After that we went to the harbor to see the two tall ships. They were not as tall as one would expect. Each ship held about 25 men. Columbus had a small cabin below but the rest of the crew slept and ate on deck - there were no private quarters for them. These replicas were constructed in Brazil using only tools like those of the 15th century. The ships were equipped with a few things from the modern world like - diesel engines - radios - satellite GPS - and electricity. Still - I can't imagine plying the oceans today in these small rickety boats. Even when entering the harbor at Apalachicola - one ran aground and had to be pulled off the bar by the other - violently snapping a 3 inch diameter rope. 

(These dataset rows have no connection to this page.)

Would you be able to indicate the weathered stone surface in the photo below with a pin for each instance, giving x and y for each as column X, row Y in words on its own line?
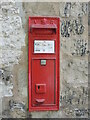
column 73, row 58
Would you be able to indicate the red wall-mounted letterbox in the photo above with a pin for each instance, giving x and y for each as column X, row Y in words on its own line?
column 44, row 40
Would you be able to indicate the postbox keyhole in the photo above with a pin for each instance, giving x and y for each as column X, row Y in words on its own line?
column 38, row 87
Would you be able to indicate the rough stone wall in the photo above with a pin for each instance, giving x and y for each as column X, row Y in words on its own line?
column 14, row 58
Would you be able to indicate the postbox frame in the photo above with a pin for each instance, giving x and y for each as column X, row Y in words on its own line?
column 52, row 107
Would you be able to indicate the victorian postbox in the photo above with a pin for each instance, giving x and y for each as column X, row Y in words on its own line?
column 43, row 67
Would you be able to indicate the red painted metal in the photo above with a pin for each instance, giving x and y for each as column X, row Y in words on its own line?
column 43, row 80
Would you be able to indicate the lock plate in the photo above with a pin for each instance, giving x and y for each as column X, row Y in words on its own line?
column 43, row 62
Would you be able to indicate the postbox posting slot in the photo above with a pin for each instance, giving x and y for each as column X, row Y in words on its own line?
column 47, row 29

Tall ships - mackerel sky - February on the Florida Panhandle.
Although the clock on the VW said 11:30 - my belly was saying lunch time. After a bit I realized it was set to Central Time. We pulled into a golf course clubhouse and were surprised to join a packed house of gray headed locals enjoying lunch. The place was spotless - the menu endless - and the food delicious. An hour flew by as we anticipated our next stop - the Fort Gordon Johnson Museum

Six years ago - the local high school was closed down and the town converted it to a World War II Musuem. During the war - Carabelle was a boom town. Thousands of soldiers trained for the war in Europe here. The classrooms are stacked with tons of historic artifacts - letters - pictures - and even a few military vehicles. The museum was well staffed by retired Seniors that just could not be more helpful. They added color and spice that is missing from many official museums. I actually think we had lunch with a few of them at the golf course.

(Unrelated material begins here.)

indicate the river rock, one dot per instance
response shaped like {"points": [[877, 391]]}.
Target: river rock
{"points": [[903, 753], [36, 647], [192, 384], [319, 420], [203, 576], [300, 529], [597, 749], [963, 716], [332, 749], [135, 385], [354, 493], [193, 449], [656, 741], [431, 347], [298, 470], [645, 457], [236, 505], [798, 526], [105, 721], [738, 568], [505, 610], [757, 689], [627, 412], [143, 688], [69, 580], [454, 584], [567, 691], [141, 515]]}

That's Jim rummaging thru his VW camera bags.
On deck - we enjoyed the presentation with the schools kids.  I felt right at home .

Camp Gordon Johnson Museum has a few restored vehicles.

Lanark Station - like carrion left along the roadside.

After the museum we made the slow winding trek home. Route 98 winds all along the coast from Florida to New Orleans, Before the days of the interstate highways - it was very busy - lined with motels - fish camps - gas stations - and tiny restaurants. Now it looks a bit like America has passed it by.

Stonehenge for motorheads - now grist for the cameraman's mill.


At one spot is a monument that seems to be a cross between Stonehenge and Route 66. There is a row of old work trucks lined up in various states of weathering and erosion. Jim slammed on the brakes as if it were some kind of photographer's mecca. I love old pickup trucks and farm trucks. These were the trucks from the farms and mines where I was raised light-years away in the 40s and 50s. We were such poor dirt farmers - we could not afford a truck so we borrowed the neighbor's for a share of our crops. 

I could almost smell the gasoline you used to hand pump into the glass tank then into your Chevy.
Putnal Lanark Station was on the north side of the highway. It seemed to be a combination - garage  - filling station - restaurant - motel. Judging by the trees growing inside - the hand cranking register has seen only pure silver coins.

How many Model T's and Model A's has their oil and tires changed here?

Nothing says "The South of the 50s and 60s" than a rusted old outdoor hydraulic hoist lift complete with a waist high control lever that made it go up and down. I can just hear the sound and see it dropping as you pushed and held the lever forward - pssssst.

Reminds you of the Joad Family a bit.

By then the Central Time clock was pushing past 4 PM already - and my belly was signaling me that it was time to get home and send Jim on his way.